Plaintiff does not allege any facts to support his assertion that RCSD "had in effect policies, practices, or customs that condoned and fostered the unconstitutional conduct of [Hickman]." (ECF No. 1 at 15.) He alleges that "[c]ompleting a wellness check or a mental hygiene check for an individual who is emotionally disturbed or having a mental health crisis" and "[a]pprehending [such] individual[s]" are "usual and recurring situation[s] which [RCSD officers] encounter on a regular basis." (Id.) However, the complaint lacks factual allegations to suggest that those situations have resulted in the death of the individual who is the subject of the wellness check or mental hygiene check or that other RCSD officers "discharged their weapons prematurely, without warning, and without reasonable justification," (id. at 8), while conducting a wellness check or mental hygiene check.
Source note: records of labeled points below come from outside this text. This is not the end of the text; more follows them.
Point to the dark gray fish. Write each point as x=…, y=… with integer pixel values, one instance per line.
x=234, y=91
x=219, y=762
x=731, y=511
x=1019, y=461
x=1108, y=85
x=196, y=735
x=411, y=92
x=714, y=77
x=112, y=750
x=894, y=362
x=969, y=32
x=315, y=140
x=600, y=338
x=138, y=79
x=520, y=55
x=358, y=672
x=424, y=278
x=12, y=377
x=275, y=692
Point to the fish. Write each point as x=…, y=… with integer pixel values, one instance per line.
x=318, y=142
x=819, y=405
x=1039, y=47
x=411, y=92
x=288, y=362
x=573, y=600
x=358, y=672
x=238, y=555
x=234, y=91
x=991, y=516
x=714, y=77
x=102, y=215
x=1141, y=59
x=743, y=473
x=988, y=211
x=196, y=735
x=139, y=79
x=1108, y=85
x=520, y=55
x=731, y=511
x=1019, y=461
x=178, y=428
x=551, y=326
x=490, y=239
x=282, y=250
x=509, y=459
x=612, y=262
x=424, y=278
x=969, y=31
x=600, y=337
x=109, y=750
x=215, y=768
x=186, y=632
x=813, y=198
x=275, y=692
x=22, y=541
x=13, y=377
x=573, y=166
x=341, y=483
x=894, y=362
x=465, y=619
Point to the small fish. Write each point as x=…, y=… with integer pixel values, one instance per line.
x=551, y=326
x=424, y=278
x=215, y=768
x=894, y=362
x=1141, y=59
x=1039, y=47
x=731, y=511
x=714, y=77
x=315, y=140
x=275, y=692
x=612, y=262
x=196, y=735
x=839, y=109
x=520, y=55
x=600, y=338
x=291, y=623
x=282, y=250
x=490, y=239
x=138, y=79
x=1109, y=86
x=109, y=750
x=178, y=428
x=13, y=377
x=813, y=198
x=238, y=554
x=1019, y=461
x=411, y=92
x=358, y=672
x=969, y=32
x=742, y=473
In other words, Plaintiff does not plead any facts to suggest that RCSD was on notice that its failure to train its officers with regard to wellness checks and mental hygiene checks would predictably result in excessive uses of force. See Connick, 563 U.S. at 71 ("To prove deliberate indifference, Thompson needed to show that Connick was on notice that, absent additional specified training, it was 'highly predictable' that the prosecutors in his office would . . . make incorrect Brady decisions as a result."); Harris, 489 U.S. at 390 (explaining that deliberate indifference occurs when "in light of the duties assigned to specific officers or employees the need for more or different training is . . . obvious, and the inadequacy [of training is] likely to result in the violation of constitutional rights" but no training is provided). Thus, Plaintiff's failure-to-train claim against RCSD is insufficiently pled and must be dismissed.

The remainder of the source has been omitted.